This repository contains a collection of PoC exploits for various vulnerabilities in popular software and systems. These PoCs are intended for educational and research purposes only, and should never be used to target or exploit systems without explicit permission from the owner.
The following PoCs are currently available in this repository:
Description: Microsoft Exchange Server ProxyShell vulnerability (CVE-2022-20855) allows an attacker to execute arbitrary code on a Microsoft Exchange server by sending a specially crafted HTTP request to the server.
Description: The GNU Bash shell is vulnerable to a command injection vulnerability (CVE-2022-24115) that allows an attacker to execute arbitrary commands on a vulnerable system by sending a specially crafted HTTP request with a malicious user agent header.
Description: The Struts2 framework is vulnerable to a remote code execution vulnerability (CVE-2017-9834) that allows an attacker to execute arbitrary code on a vulnerable server by sending a specially crafted Content-Type header in a HTTP request.
This is a proof of concept (PoC) for the Windows Kernel Elevation of Privilege Vulnerability (CVE-2023-21773).
Description: The vulnerability allows a local attacker to elevate privileges on a vulnerable system. The vulnerability exists due to an incorrect implementation of the kernel access control list (ACL) check. A local attacker can exploit this vulnerability by running a specially crafted application and gaining elevated privileges.

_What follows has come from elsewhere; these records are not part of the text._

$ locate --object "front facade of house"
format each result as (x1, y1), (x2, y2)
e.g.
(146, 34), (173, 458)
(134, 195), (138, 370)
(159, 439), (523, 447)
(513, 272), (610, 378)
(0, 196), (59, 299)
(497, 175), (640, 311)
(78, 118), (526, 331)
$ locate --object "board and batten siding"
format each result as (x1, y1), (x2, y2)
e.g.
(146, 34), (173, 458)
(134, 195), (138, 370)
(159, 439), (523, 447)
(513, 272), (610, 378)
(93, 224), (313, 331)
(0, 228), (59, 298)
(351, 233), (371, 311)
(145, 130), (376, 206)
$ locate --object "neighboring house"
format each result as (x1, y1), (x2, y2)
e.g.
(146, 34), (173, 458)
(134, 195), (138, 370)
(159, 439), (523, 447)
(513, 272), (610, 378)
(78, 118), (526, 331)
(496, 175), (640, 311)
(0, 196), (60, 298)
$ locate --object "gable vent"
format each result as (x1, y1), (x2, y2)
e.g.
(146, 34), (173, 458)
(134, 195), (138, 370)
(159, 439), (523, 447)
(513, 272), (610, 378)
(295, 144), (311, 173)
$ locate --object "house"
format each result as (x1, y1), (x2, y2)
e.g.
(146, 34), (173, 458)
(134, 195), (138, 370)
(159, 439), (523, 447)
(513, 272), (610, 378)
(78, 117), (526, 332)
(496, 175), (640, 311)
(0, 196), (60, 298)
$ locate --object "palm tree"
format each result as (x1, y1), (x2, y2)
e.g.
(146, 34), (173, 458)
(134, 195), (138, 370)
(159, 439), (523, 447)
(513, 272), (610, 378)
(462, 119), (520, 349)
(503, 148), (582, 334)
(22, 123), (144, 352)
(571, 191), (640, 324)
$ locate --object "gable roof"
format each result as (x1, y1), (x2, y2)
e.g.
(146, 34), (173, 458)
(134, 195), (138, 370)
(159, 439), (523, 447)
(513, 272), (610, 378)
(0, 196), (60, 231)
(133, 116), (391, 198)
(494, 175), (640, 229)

The PoC demonstrates how to exploit the vulnerability to elevate privileges on a vulnerable system. The PoC uses the NtSetInformationProcess
function to modify the access token of the current process, granting the process SeDebugPrivilege. The PoC then spawns a new process with the elevated privileges using the CreateProcessWithTokenW
function.
If i dont update the readme with CVE's available or info on them i genuinly cba , im sure you can understand if not meh yolo
The author of this repository is not responsible for any damage caused by the use or misuse of these PoC exploits. These PoCs are intended for educational and research purposes only, and should never be used to target or exploit systems without explicit permission from the owner.